# Horizontal Pod Autoscaling

> Configure Horizontal Pod Autoscaling with your OpenTelemetry Collector

---

Collectors managed by the OpenTelemetry Operator have built-in support for
[horizontal pod autoscaling (HPA)](https://kubernetes.io/docs/tasks/run-application/horizontal-pod-autoscale/).
HPA increases or decreases the number of replicas (copies) of your Kubernetes
pods, based on a set of metrics.
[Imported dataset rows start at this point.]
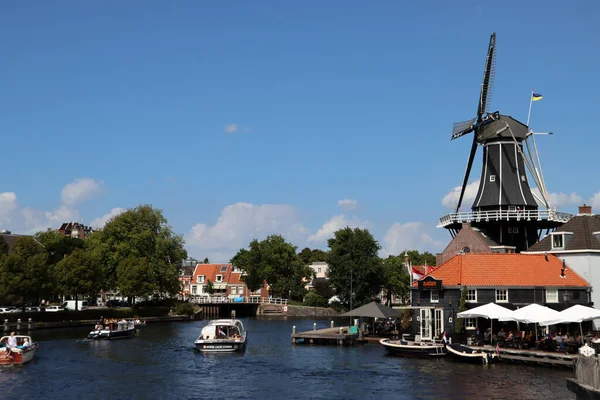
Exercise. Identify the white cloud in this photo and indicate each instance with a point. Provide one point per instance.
(412, 236)
(8, 206)
(81, 190)
(231, 128)
(336, 223)
(348, 205)
(595, 203)
(101, 221)
(451, 199)
(239, 223)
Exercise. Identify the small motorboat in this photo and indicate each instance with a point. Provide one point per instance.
(123, 330)
(222, 336)
(467, 354)
(22, 354)
(413, 348)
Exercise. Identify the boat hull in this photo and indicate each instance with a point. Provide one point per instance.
(18, 356)
(410, 349)
(208, 346)
(465, 354)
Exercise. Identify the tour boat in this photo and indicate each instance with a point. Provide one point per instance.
(222, 336)
(467, 354)
(413, 348)
(123, 330)
(19, 354)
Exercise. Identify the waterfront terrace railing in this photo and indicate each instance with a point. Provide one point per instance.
(506, 215)
(247, 299)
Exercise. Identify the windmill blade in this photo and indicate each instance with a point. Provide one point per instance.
(462, 128)
(489, 73)
(467, 172)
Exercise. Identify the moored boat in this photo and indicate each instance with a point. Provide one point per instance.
(123, 330)
(413, 348)
(21, 354)
(222, 336)
(467, 354)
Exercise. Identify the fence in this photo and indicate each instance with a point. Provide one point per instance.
(250, 299)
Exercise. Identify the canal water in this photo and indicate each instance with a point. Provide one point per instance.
(161, 363)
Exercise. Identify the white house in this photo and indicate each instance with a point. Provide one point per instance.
(577, 242)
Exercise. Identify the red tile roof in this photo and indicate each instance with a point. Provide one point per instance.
(498, 269)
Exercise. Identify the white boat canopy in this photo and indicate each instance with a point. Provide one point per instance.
(532, 314)
(489, 311)
(575, 314)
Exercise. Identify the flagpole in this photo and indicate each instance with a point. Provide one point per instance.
(530, 103)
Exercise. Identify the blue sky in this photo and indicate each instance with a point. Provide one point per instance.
(240, 119)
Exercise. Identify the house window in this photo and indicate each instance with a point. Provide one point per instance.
(551, 295)
(472, 296)
(470, 323)
(501, 295)
(557, 241)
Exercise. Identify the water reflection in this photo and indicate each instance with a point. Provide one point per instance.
(161, 362)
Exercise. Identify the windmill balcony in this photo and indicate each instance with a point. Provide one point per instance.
(503, 215)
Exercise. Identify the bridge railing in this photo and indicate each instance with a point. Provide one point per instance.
(246, 299)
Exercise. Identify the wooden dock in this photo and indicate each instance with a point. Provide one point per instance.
(532, 356)
(333, 335)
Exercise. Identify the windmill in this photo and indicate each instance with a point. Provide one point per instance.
(505, 208)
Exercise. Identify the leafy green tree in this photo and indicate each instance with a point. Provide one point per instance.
(78, 274)
(210, 287)
(308, 256)
(140, 253)
(396, 280)
(417, 258)
(314, 299)
(3, 246)
(249, 261)
(353, 261)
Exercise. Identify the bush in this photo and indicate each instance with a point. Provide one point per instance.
(184, 309)
(313, 299)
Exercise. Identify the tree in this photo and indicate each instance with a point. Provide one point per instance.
(140, 253)
(417, 258)
(78, 274)
(396, 279)
(210, 287)
(249, 262)
(353, 261)
(3, 246)
(308, 256)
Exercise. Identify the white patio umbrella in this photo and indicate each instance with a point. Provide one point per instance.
(533, 314)
(574, 314)
(490, 311)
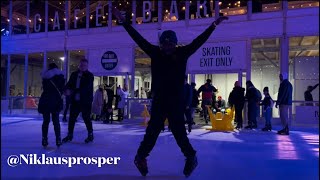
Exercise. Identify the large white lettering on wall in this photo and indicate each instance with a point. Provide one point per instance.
(56, 22)
(175, 8)
(36, 18)
(218, 57)
(113, 61)
(146, 13)
(99, 7)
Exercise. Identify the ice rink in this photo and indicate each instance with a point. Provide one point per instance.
(246, 154)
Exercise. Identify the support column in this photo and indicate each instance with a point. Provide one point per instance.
(192, 78)
(134, 12)
(187, 13)
(109, 15)
(240, 78)
(133, 71)
(87, 14)
(159, 14)
(8, 77)
(10, 18)
(66, 64)
(67, 21)
(25, 87)
(44, 60)
(284, 42)
(248, 71)
(46, 7)
(28, 17)
(249, 9)
(216, 9)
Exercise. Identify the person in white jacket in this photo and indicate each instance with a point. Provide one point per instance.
(143, 93)
(123, 93)
(100, 98)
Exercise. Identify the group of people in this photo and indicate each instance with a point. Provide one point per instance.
(167, 103)
(103, 100)
(238, 97)
(81, 99)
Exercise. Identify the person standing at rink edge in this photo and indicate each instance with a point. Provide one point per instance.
(80, 87)
(168, 67)
(51, 102)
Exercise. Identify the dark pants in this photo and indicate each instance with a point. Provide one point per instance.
(188, 115)
(75, 109)
(56, 124)
(204, 108)
(252, 113)
(67, 107)
(175, 113)
(238, 114)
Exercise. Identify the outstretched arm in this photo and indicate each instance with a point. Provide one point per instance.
(314, 87)
(135, 35)
(202, 38)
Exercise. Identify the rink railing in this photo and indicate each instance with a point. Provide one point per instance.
(302, 112)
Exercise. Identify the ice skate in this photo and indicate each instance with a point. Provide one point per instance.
(141, 164)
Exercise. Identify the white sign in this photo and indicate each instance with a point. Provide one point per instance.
(212, 57)
(97, 61)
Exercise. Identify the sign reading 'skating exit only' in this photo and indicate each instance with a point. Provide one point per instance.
(224, 56)
(109, 60)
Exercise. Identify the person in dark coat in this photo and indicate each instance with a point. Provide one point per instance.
(51, 102)
(195, 100)
(108, 110)
(267, 105)
(187, 103)
(208, 97)
(168, 66)
(253, 104)
(284, 102)
(236, 99)
(68, 101)
(308, 95)
(80, 87)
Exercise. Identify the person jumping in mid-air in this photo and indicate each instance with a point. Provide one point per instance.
(168, 66)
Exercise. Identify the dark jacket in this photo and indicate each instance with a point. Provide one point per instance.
(308, 95)
(168, 70)
(52, 84)
(221, 104)
(251, 95)
(285, 93)
(236, 96)
(195, 98)
(110, 97)
(207, 91)
(187, 95)
(86, 87)
(267, 102)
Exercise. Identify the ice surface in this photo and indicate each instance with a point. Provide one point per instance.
(246, 154)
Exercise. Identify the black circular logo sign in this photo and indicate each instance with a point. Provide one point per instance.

These metrics are typically CPU and/or memory
consumption.

Having the OpenTelemetry Operator manage HPA functionality for the Collector
means that you don’t have to create a separate Kubernetes
`HorizontalPodAutoscaler` resource for autoscaling your Collector.

Since HPA only applies to `StatefulSets` and `Deployments` in Kubernetes, make
sure that your Collector’s `spec.mode` is either `deployment` or `statefulset`.

> [!NOTE]
>
> HPA requires a
> [Metrics Server](https://github.com/kubernetes-sigs/metrics-server) running on
> your Kubernetes cluster.
>
> - Managed Kubernetes clusters like
>   [GKE (Google)](https://cloud.google.com/kubernetes-engine?hl=en) and
>   [AKS (Microsoft Azure)](https://azure.microsoft.com/en-us/products/kubernetes-service)
>   install a Metrics Server automagically as part of cluster provisioning.
> - [EKS (AWS) doesn’t come installed with a Metrics Server by default](https://docs.aws.amazon.com/eks/latest/userguide/metrics-server.html).
> - Non-managed Kubernetes clusters and local desktop Kubernetes clusters (for
>   example, [MiniKube](https://minikube.sigs.k8s.io/docs/),
>   [KinD](https://kind.sigs.k8s.io/), [k0s](https://k0sproject.io)) require
>   manual Metrics Server installation.
>
> Consult your cloud provider documentation to determine whether or not your
> managed Kubernetes cluster comes pre-installed with a Metrics Server.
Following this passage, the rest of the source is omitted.